The Mousetrap
- Genre: Play; mystery
- Originally Published: 1950
- Reading Level/Interest: College/Adult
- Structure/Length: Two acts, two scenes; approx. 70 pages
- Protagonist/Central Conflict: Seven strangers are snowed in at a remote guesthouse in the country. A police sergeant arrives and tells them there is a killer among them, and the strangers are forced to reveal their sordid pasts. But who is the killer?

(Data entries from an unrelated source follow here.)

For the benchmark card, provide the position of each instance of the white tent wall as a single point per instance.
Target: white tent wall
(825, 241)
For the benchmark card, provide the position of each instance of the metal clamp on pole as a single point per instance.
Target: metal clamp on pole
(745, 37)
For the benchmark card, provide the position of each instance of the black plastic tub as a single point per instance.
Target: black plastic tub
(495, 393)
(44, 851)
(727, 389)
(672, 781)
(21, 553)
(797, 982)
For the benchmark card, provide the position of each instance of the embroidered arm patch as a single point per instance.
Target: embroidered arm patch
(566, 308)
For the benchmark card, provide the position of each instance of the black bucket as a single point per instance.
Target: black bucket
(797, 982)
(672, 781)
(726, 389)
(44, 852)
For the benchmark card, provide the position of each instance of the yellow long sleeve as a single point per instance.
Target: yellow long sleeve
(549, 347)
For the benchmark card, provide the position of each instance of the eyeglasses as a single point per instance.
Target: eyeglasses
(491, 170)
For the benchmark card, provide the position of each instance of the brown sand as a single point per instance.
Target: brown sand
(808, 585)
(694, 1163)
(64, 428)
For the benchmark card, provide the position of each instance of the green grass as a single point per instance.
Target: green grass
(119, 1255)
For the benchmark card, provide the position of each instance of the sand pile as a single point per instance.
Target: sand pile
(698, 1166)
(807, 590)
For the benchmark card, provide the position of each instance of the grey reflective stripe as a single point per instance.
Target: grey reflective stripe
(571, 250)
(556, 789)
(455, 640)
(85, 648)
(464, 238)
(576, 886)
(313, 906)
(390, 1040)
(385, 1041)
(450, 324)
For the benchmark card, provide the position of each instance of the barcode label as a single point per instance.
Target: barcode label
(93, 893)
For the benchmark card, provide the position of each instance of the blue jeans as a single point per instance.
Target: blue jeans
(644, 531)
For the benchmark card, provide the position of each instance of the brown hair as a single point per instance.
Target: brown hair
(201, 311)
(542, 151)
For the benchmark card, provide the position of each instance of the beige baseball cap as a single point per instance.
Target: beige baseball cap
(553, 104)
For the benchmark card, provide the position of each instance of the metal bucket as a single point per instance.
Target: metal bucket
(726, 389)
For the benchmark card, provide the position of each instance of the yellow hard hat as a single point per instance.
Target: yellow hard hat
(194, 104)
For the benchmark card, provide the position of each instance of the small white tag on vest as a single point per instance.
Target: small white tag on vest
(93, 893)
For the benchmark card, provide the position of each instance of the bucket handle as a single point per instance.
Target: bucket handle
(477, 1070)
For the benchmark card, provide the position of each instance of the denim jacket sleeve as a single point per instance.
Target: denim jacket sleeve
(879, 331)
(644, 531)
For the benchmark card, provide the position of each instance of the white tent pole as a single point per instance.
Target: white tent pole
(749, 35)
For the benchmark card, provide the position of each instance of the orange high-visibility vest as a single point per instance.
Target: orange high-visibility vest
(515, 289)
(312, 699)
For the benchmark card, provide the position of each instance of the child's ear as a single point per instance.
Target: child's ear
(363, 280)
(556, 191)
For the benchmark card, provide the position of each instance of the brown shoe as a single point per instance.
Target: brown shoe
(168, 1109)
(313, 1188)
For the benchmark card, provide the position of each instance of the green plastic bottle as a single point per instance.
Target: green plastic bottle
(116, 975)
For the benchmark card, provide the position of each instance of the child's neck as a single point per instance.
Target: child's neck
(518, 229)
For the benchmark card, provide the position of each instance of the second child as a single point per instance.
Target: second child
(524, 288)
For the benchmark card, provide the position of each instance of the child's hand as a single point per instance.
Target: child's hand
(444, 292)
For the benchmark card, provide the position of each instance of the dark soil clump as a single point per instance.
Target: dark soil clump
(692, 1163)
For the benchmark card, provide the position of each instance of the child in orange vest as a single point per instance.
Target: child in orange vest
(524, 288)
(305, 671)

- Potential Sensitivity Issues: Murder; stereotypes; racial slurs
Agatha Christie, Author
- Bio: 1890-1976; English writer known as the “Queen of Crime” for her detective novels and for writing the world’s longest-running play, The Mousetrap; studied voice and piano in Paris at 16; served as a nurse during WWI; wrote over 70 detective and mystery novels in her lifetime, many adapted to stage plays and film; earned the Mystery Writers of America's Grand Master Award in 1955; awarded the title of Dame Commander of the Order of the British Empire in 1971; holds the title of the most-translated individual author and a Guinness World Record for best-selling fiction writer of all time with more than two billion copies sold
- Other Works: Murder on the Orient Express (1934); Death on the Nile (1937); And Then There Were None (1939); A Pocket Full of Rye (1953); Sleeping Murder (1976)
CENTRAL THEMES connected and noted throughout this Teaching Unit:
- The Construction of Identity
- The Legacy of Trauma
- The Conventions of Detective Fiction
STUDY OBJECTIVES: In accomplishing the components of this Unit, students will:
- Develop an understanding of the cultural and historical contexts regarding detective fiction plays that drive the characters’ conflict.
- Analyze paired texts and other brief resources to make connections via the text’s themes of Identity, Trauma, and Conventions.
- Plan, design, and compose a scene of a play using a nursery rhyme based on text details.
- Analyze and evaluate plot and character details to draw conclusions in structured essay responses regarding red herrings, nursery rhymes, and other topics.